Animals can use the pockets of oxygen trapped in mats of photosynthetic bacteria to survive in anoxic environments.

Mats of plant-like bacteria dramatically increase local oxygen levels in the lakes where they are found, as a result of photosynthesis. That might have given early multicellular animals the boost they needed to evolve in an ancient world where oxygen was scarce.

A study exploring this idea, published today in Nature Geoscience1, analyses bacterial colonies called microbial mats in the Los Roques lagoons of Venezuela.

Like most modern microbial mats, those in Los Roques have a surface layer of blue-green algae, or cyanobacteria, which collect the bulk of their energy from the Sun, and a lower layer of sulphide-oxidizing bacteria. However, unlike most mats today, those in Los Roques are found in highly saline waters that are inhospitable to most of the plant-eating animals that would normally graze on them. The mats can therefore completely cover lagoon floors and behave very much as such mats would have done in the Ediacaran Period, 542 million years ago, when multicellular animals were only just starting to evolve.

Murray Gingras, a palaeontologist at the University of Alberta in Edmonton, Canada, examined the chemistry of the water above and inside the living mats. He and his colleagues found that although oxygen levels in the surface waters of the lagoon were very low, often reaching 0.10 units of atmospheric pressure (atm), daytime levels in deeper waters near the mat rose to between 0.25 and 0.45 atm as the bacteria produced energy from sunlight and released oxygen as a waste product.

In the top millimetre layer of the mat itself, the team discovered an environment of nearly pure oxygen, with daytime measurements of up to 1.05 atm.

Modern atmospheric oxygen levels average around 0.21 atm, but when multicellular life was evolving, levels of around 0.10 atm would have been the norm — too low for most multicellular organisms. "Daily fluctuations in oxygen would have made it very difficult for animals other than simple creatures like sponges to exist," explains Jim Gehling, a palaeontologist at the South Australian Museum in Adelaide.

Gingras and his colleagues propose that the mats had a key role in helping early animals to get the oxygen they needed. "We think that animals used the small but highly oxygenated zones as oases," says Murray.

Oxygen tanks

Palaeontologists have long theorized that early animals fed on microbial mats, because fossils of animals and mats are often found together.

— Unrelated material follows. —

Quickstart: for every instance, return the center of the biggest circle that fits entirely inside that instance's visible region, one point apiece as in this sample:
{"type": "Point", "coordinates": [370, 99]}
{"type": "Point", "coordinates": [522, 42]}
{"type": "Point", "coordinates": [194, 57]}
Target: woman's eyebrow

But this is the first time that researchers have shown how mats can function as important oxygen resources for fauna.

"The idea that microbial or even algal colonies could have provided oxygenic havens for early life is an intriguing one," says Martin Brasier, a palaeobiologist at the University of Oxford, UK.

Gehling agrees that it is a "neat idea", but there are some glitches.

Because the rich oxygen supply is created by photosynthesis, it would only have been available when the sun was shining. At night, the environment around the mats would have become oxygen-deficient, as Murray and his colleagues saw in the Venezuelan lagoons.

Insect larvae that live inside the modern lagoon mats go into a state of hibernation after nightfall to cope with the sudden loss of oxygen, but it is not known whether early animals could do the same.

Gehling also points out that early animals that might have used the microbial mats' oxygen were much larger than the insect larvae that live inside modern mats, and would have had difficulty benefiting from the high-oxygen environment in the mats' narrow top layer.

Gingras counters that not all Ediacaran animals were large, pointing to trace-fossil evidence that include the burrows of millimetre-scale worm-like animals. In addition, the oases provide oxygen not only to the immediate mat area, but also to the water above the mat.

"Larger animals may have used mat-hugging behaviours from above to benefit from the high oxygen gradient near the mat," he says.

Perhaps the most important matter that demands further attention is whether the mats of the past really behaved like the mats of the present. "What we now need is good evidence that the Ediacaran mats were photosynthetic," says Brasier.